Judge hears jurisdictional argument in ATI v. EPA (human testing lawsuit)

Federal Judge Anthony Trenga listened to about one hour of argument today in American Tradition Institute v. EPA, our lawsuit to end ongoing illegal scientific experiments involving human beings conducted by the EPA. At the conclusion of argument, Judge Trenga took the case on advisement. Stay tuned for his decision on the jurisdictional matters in dispute.

12 responses to “Judge hears jurisdictional argument in ATI v. EPA (human testing lawsuit)

  1. Steve, it looks like you skipped a bit in this sentence: “Judge Trenga too the case on advisement”. What did the judge do?

  2. Someone stole the “k” but I tracked them down and got it back. :)

    • Ah, I get it. I wasn’t familiar with this expression and imagined a larger gap to be filled.

      So it appears, the Honorable Justice has no idea in whose jurisdiction this case is, unlike his predecessors who totally knew it was not in theirs.

      It is beginning to look very funny.

      • The problem is this: The EPA enjoys widespread immunity from the courts in effectively any case aside from “you aren’t regulating this pollutant” cases. This extends to effectively making “you don’t have authority to regulate that” cases unchallengeable (the tailoring rule decision was not based on the merits of the case. It was simply a decision that effectively no one has standing to challenge it).

        However, that produces an obviously absurd result in this case.

        I find it good that the judge is taking his time to rule in this case. A quick decision should not be made in any important case. Should the EPA lose, appeals will certainly hang on this decision more than any other.

  3. Snorbert Zangox

    If for some inexplicable reason, the US courts cannot find reason to claim jurisdiction, will you file an action in The Hague?

    • The Hague is useless, and they have no power on US soil that the US government does not give them. That would be as effective as the wolf knocking on the pig’s door and politely asking if he would come out to be eaten.

      The journals have failed to act
      The Medical Boards, whose jobs include preventing such actions, have failed to act
      The Investigator General has failed to act
      The Media has failed to act
      Should the Courts fail to act, we are left with Congress alone.

      Heaven help us

      • This is getting ridiculous. And they wonder why people are arming themselves to the teeth.

      • Snorbert Zangox

        The Hague cannot provide relief, but it could provide a public relations nightmare for EPA and Obama.
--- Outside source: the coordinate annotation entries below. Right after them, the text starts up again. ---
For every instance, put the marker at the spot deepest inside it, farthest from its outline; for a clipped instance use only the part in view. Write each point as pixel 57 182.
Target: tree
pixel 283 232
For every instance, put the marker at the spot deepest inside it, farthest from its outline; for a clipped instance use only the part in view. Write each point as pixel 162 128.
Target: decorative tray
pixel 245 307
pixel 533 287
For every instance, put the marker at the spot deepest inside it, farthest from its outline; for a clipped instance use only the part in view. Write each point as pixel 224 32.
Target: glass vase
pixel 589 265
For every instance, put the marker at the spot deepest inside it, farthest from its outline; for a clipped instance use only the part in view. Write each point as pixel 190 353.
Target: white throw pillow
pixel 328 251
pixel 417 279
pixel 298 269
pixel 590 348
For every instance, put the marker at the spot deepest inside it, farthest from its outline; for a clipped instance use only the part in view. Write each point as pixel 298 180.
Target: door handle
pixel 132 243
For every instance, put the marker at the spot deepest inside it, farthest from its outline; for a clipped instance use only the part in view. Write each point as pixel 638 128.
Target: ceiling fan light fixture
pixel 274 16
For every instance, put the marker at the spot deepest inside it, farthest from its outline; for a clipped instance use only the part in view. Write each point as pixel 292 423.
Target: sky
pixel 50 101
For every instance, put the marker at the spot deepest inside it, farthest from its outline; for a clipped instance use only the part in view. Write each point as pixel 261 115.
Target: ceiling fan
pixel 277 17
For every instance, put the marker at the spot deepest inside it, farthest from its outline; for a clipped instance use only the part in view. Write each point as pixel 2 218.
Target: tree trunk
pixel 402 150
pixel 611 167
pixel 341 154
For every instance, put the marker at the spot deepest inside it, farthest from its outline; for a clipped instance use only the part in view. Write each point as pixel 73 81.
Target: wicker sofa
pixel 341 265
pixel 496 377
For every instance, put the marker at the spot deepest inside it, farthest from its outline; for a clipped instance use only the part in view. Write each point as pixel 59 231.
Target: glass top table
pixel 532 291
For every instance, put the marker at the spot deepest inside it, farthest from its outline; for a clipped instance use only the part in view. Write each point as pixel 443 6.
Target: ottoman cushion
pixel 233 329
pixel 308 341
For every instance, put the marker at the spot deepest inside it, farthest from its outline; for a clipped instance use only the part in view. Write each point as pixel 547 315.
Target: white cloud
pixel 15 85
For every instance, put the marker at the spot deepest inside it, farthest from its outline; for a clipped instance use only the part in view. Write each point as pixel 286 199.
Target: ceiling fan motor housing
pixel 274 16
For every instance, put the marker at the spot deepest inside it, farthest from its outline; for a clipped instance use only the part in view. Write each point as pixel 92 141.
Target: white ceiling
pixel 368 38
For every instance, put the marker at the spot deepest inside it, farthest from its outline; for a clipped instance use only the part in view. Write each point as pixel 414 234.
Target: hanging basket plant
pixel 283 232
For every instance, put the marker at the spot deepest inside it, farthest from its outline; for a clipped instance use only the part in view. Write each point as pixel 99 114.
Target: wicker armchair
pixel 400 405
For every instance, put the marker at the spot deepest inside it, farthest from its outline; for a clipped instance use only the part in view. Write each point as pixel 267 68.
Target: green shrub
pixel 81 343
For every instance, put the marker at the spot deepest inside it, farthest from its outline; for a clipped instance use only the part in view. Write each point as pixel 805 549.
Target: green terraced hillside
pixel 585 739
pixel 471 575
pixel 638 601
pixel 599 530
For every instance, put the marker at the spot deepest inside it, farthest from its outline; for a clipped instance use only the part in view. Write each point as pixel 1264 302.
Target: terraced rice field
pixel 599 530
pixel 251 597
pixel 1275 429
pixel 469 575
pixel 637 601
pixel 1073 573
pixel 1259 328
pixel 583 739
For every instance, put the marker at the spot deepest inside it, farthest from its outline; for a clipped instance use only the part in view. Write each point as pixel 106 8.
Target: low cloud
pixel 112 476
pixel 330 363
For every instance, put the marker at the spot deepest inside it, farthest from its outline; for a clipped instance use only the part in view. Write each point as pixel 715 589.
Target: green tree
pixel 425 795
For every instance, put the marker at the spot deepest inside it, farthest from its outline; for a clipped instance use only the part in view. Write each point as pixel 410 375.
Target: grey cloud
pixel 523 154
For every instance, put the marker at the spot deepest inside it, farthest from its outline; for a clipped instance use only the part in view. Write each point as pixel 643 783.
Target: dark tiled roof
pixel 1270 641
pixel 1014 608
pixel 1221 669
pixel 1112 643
        I can see the footnote in the history books now.
        “President Obama was the first US President convicted of crimes against humanity by the World Court.” Do you think Obama can see that far into the future?

  4. There is no way on earth nor hell you’d get the ‘independent’ court in the Hague to even being to consider to charge the USA. That’s reserved for the rare cases they find some single person without means. Expediency is their motto, not justice. It’s a clown court full of pompous clowns.

  5. I wonder if a better approach would be to argue that the EPA’s tests, due to the lack of informed consent, constitute a battery (criminal). Perhaps file private citizen arrest warrants to the magistrates of the jurisdiction where the study(ies) was conducted?

    • All in good time…

    • Good idea, but considering Gleick’s lack of prosecution despite confessing to wire fraud and identity theft in a public forum, I doubt that would go anywhere. It would be a move of desperation.

      However, should the civil courts fail us, I’m game.